Africa-Press – Lesotho. The National Science Foundation’s South Pole Telescope originally zoomed in on a distant galaxy back in 2013, with follow-up observations by the Hubble Space Telescope and the Atacama Large Millimeter/submillimeter Array (ALMA) in Chile.

But it was the James Webb Space Telescope that revealed new details about the galaxy. Complex organic molecules have been detected in a distant galaxy more than 12 billion light-years away.

Using the infrared capabilities of NASA’s James Webb Space Telescope, astronomer Justin Spilker of Texas A&M University, along with a group of collaborators, were studying a distant galaxy – SPT0418-47 – that had been discovered by the National Science Foundation’s South Pole Telescope in 2013.

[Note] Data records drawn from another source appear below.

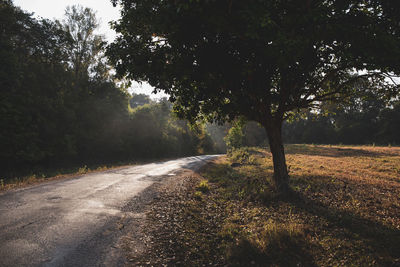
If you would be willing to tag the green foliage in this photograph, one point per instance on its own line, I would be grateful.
(220, 60)
(61, 109)
(234, 138)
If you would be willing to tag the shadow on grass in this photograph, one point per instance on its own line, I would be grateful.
(282, 249)
(333, 151)
(380, 240)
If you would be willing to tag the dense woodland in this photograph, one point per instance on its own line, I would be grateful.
(60, 105)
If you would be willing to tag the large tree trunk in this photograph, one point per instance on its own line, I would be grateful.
(281, 176)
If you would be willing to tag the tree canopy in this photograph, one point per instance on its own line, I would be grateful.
(258, 59)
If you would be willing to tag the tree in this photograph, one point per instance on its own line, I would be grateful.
(258, 59)
(85, 46)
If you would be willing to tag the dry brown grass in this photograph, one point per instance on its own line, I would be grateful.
(345, 210)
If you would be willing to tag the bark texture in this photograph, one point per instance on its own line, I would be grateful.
(281, 175)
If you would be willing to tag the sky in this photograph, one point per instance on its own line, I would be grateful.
(105, 12)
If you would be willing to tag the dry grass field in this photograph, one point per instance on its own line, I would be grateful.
(344, 211)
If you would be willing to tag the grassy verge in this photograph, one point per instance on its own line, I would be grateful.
(345, 210)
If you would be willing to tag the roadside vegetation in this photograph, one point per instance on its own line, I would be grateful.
(344, 210)
(62, 110)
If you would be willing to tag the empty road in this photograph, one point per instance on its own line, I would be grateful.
(74, 222)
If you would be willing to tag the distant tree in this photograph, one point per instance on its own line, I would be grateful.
(85, 47)
(258, 59)
(139, 100)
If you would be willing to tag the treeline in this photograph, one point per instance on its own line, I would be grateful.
(60, 105)
(362, 120)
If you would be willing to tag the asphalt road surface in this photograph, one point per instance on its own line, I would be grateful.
(74, 222)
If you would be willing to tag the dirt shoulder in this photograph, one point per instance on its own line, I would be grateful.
(174, 229)
(344, 211)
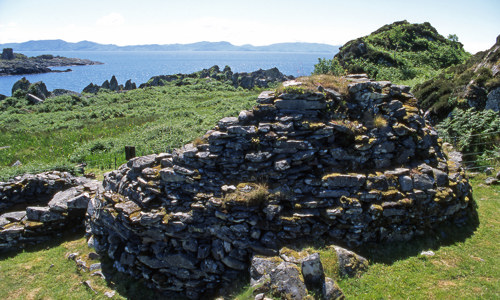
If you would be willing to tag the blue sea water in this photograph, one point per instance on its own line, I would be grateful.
(141, 66)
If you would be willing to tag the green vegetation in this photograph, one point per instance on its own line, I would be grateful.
(466, 264)
(66, 130)
(248, 194)
(473, 79)
(474, 133)
(401, 52)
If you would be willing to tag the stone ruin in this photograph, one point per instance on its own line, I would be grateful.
(355, 168)
(35, 208)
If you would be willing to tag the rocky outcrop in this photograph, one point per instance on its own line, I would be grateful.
(34, 208)
(358, 168)
(40, 64)
(473, 84)
(35, 92)
(111, 85)
(7, 53)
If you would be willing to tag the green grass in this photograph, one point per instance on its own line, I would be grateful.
(466, 265)
(67, 130)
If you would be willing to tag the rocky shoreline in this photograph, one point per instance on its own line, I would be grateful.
(18, 64)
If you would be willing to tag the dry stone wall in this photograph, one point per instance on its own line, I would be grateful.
(356, 168)
(34, 208)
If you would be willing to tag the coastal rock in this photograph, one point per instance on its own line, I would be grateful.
(7, 53)
(40, 64)
(276, 174)
(22, 84)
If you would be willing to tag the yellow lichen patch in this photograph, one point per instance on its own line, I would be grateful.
(293, 253)
(443, 195)
(331, 175)
(135, 217)
(339, 84)
(406, 202)
(199, 141)
(248, 193)
(166, 218)
(379, 121)
(116, 198)
(33, 224)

They were able to discern a telltale signature of large organic molecules, akin to smoke or smog on Earth, according to findings laid out in the paper, ‘Spatial variations in aromatic hydrocarbon emission in a dust-rich galaxy’, published online.

These molecules are called polycyclic aromatic hydrocarbons. Another phenomenon – gravitational lensing – helped the astronomers to make their discovery.

Gravitational lenses are called natural cosmic telescopes, as they allow scientists to observe galaxies far beyond the reach of powerful space telescopes.

This occurs as a result of something that was originally predicted by Albert Einstein in his theory of general relativity. Gravity bends the path of light, and massive astronomical bodies, such as galaxies, can magnify the light from more distant objects.

But what makes this discovery a milestone is that it appears to cast doubt on an earlier theory. Another member of the research team, University of Illinois Urbana-Champaign graduate student Kedar Phadke, who spearheaded the technical side of the Webb observations, added that such discoveries is what Webb “was built to do”.